Matéria Especial
A amamentação reduz realmente o risco cardíaco em mulheres?
Por Bianca Alves de Miranda
Coordenadora de Estágio da AAC
Atualmente se entende a amamentação como um ato fisiológico e biologicamente determinado, que é influenciado por vertentes emocionais, sociais, culturais e políticas. Num passado recente foi estimado uma diminuição da prática tradicional da amamentação, mesmo que involuntariamente, por razões como o emprego da tecnologia moderna na assistência ao parto, e uma substituição da alimentação com leite materno por fórmulas pediátricas, dentre outras motivações socioculturais.
Diversas são as vantagens do aleitamento materno, tanto para a mãe quanto para o recém-nascido, principalmente no que diz respeito ao estabelecimento de um vinculo afetivo. Quanto à fisiologia, diversos mecanismos estão envolvidos nos benefícios do aleitamento, como o contato pele a pele, a colonização do intestino do recém-nascido por microrganismos da flora materna, a imunização, a manutenção da temperatura corporal adequada, a fim de evitar hipotermia. Ainda, a sucção do colostro induz um mecanismo laxativo que ajuda na prevenção e na redução da icterícia fisiológica por estimular movimentos peristálticos com a consequente eliminação do mecônio e reabsorção da bilirrubina através do circuito êntero-hepático, prevenindo também a hipoglicemia.
Contudo, além dos benéficos para o bebe, mais se sabe atualmente sobre os benefícios observados no corpo da mãe com a amamentação. Precocemente observa-se a sucção do mamilo como um estímulo a hipófise na produção da prolactina e da ocitocina, culminando na produção láctea, que induz o útero a contrair-se, auxiliando na involução uterina e diminuindo o risco de hemorragia após o parto, alem de inibir a ovulação. Através deste mecanismo se estabelece um raciocínio acerca dos benefícios da amamentação como protetor ovariano e da mama para o aparecimento de neoplasias, de forma que comprovadamente mulheres que amamentaram em algum momento da vida têm entre 8%-12% menos chances de desenvolver estes tipos de cânceres.

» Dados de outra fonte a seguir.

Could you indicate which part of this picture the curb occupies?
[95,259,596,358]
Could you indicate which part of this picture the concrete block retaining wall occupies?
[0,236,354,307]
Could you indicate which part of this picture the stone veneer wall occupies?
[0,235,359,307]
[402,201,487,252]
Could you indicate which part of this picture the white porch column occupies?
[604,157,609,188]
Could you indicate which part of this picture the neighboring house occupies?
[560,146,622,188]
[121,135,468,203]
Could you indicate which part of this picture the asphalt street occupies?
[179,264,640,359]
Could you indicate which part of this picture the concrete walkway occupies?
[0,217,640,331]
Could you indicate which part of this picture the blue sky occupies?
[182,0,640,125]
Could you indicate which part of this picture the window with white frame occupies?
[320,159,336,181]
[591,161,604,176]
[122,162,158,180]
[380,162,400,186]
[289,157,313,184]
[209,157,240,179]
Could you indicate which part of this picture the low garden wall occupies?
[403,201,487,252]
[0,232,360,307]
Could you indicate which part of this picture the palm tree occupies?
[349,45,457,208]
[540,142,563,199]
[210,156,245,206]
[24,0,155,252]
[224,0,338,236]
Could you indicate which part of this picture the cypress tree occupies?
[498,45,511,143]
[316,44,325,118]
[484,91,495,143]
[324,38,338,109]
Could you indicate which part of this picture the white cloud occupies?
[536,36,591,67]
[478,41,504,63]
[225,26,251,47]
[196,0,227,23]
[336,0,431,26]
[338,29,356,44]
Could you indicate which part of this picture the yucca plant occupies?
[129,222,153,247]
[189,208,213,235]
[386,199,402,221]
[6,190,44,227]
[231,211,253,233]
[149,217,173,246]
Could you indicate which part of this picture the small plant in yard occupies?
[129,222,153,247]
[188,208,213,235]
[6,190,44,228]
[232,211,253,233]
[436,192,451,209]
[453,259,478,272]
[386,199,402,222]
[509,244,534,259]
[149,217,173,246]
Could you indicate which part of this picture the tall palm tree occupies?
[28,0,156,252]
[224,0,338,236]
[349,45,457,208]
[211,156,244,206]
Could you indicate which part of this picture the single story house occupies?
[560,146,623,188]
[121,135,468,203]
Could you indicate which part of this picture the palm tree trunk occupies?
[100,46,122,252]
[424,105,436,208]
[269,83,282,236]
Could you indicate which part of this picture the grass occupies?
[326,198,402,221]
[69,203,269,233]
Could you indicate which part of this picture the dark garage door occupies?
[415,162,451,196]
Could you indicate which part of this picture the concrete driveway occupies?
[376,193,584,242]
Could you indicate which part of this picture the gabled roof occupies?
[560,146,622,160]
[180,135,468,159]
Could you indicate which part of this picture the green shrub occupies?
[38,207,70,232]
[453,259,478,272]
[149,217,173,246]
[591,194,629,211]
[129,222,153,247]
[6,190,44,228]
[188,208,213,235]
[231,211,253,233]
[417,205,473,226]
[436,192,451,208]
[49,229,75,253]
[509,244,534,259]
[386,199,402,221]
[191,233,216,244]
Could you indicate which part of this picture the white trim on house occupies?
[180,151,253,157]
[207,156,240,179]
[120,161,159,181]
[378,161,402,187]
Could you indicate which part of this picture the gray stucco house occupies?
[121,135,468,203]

Uma das principais e mais novas descobertas sobre a amamentação e os benefícios para as mulheres é no que diz respeito à saúde cardiovascular. Acredita-se que há uma redução do risco de no desenvolvimento de doenças cardíacas porque, ao amamentar, as mulheres diminuem os depósitos de gordura no corpo, que sabidamente estão envolvidos na síntese aterosclerótica e na resposta ao cortisol, grandes componentes das injurias cardiovasculares.
Recentemente um estudo do American Journal of Obstetrics & Gynecology esclareceu um pouco sobre o mecanismo envolvido nesta teoria. A pesquisa avaliou mais de 100 mil mães, e 63% destas já haviam amamentado. Os pesquisadores levaram em consideração fatores como idade, número de partos, peso, histórico familiar, dieta e sedentarismo, trazendo a primeira evidência de que o tempo acumulado de amamentação pode influenciar a saúde cardiovascular no longo prazo, e o resultado foi que aquelas que amamentaram por mais de um ano tiveram 10% menos risco de sofrer acidentes vasculares e doenças cardíacas.
Em suma, a gestação facilita um aumento na quantidade de gordura visceral e nos níveis de lipídios e triglicérides, além de propiciar resistência à insulina, sobrecarregando o sistema cardiovascular da mãe. A amamentação, por todos os mecanismos supracitados, induz e ajuda a recuperar o perfil metabólico de antes da gravidez. Outra hipótese levantada neste estudo é a de que a amamentação tenha um efeito antiestresse de longa duração, devido à ocitocina, que melhora a resposta ao estresse, e consequentemente reduz a injúria causada pelo excessivo efeito autonômico e do cortisol envolvidos no mecanismo do estresse, sob o sistema cardiovascular.
De forma geral, a amamentação, um ato que mescla princípios emocionais, afetivos, fisiológicos e culturais, sempre se mostrou um ato natural e de amor. Atualmente se discute as bases científicas envolvidas nos demais órgãos e sistemas beneficiados pelo aleitamento. Assim, certamente este ato deve ser estimulado pelos profissionais de saúde visando sempre a saúde de ambos, mãe e bebê, a curto e a longo prazo.